I had (and still have) these same questions. I've read TONS of material on what to buy and what not to buy and here's the conclusion I came to: only buy enough to record your guitar into Reaper, and stop there for a long time. (I tried Cubase LE and Ableton Lite and compared to Reaper I think they suck. But whatever, they all can probably do the same stuff.) My reasoning is that I'm simply not skilled enough to hear the difference between good PC speakers and near-field monitors, or pro-grade A/D converters and entry level, or an acoustically treated room and my spare "music room." I think spending more than a couple hundred bucks just to set yourself up is going to be wasting money, but please defer to someone with more experience. We all want to be stars like Pebber & Ursin (et. al.), but if we ever do get sponsorships then we can upgrade our stuff later, right?
I own the Line 6 GX audio interface which comes with Pod Farm 2.5 (guitar & bass). I'm not stating this to shill for Line 6, and in retrospect I wish I got one level higher to have an instrument input and an XLR/balanced input. Nearly all of the major brands make an entry level audio interface and most come with software. I picked Line 6 purely because the POD Farm marketing sold me. Is it good? If you don't have a tube amp with a line out, yes, it's very good. (Notice Pebber uses a line 6 solid state amp in most of his videos. Same programming as in Pod Farm.) In truth, I am lucky enough to have a tube amp and an attenuator with a line out. So now I only use Pod Farm for bass guitar. I still use the GX though as my audio interface and aside from the single input problem have never had any problems at all.

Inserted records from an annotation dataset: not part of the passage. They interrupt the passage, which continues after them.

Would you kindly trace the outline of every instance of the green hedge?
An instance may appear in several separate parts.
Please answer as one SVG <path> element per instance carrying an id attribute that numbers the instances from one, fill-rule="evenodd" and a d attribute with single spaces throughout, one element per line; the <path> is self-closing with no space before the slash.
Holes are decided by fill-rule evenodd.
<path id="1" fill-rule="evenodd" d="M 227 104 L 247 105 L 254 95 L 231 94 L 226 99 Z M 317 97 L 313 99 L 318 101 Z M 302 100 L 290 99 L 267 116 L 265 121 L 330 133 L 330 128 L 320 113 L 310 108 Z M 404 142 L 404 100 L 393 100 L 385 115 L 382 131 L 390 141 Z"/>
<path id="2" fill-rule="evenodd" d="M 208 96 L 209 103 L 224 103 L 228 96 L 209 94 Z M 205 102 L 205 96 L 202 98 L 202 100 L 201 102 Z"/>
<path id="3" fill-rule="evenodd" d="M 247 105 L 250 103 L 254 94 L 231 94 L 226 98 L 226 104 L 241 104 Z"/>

I own a decent set of powered PC speakers (Klipsch promedia 2.1). Are they good? Yes. Do they put out an unbiased signal with a flat response? Heck no, the bass is boosted and the waterfall graph sucks. Can I tell? No. Have the 5 people that have listened to my music ever complained the bass was too high/low, or that instrument X wasn't cutting through? HAHAHAHAHHA. No chance. Would i buy the speakers again if I was starting from scratch with what I know now? No, I'd spend $50 or so more and buy a pair of 5" near-fields. I very likely would not be able to hear the difference AT ALL, but if I stay as motivated as I am now for another 5 years I'm betting at some point I will.
I hope this helps you, but I'm afraid this might be a case of the blind leading the blind.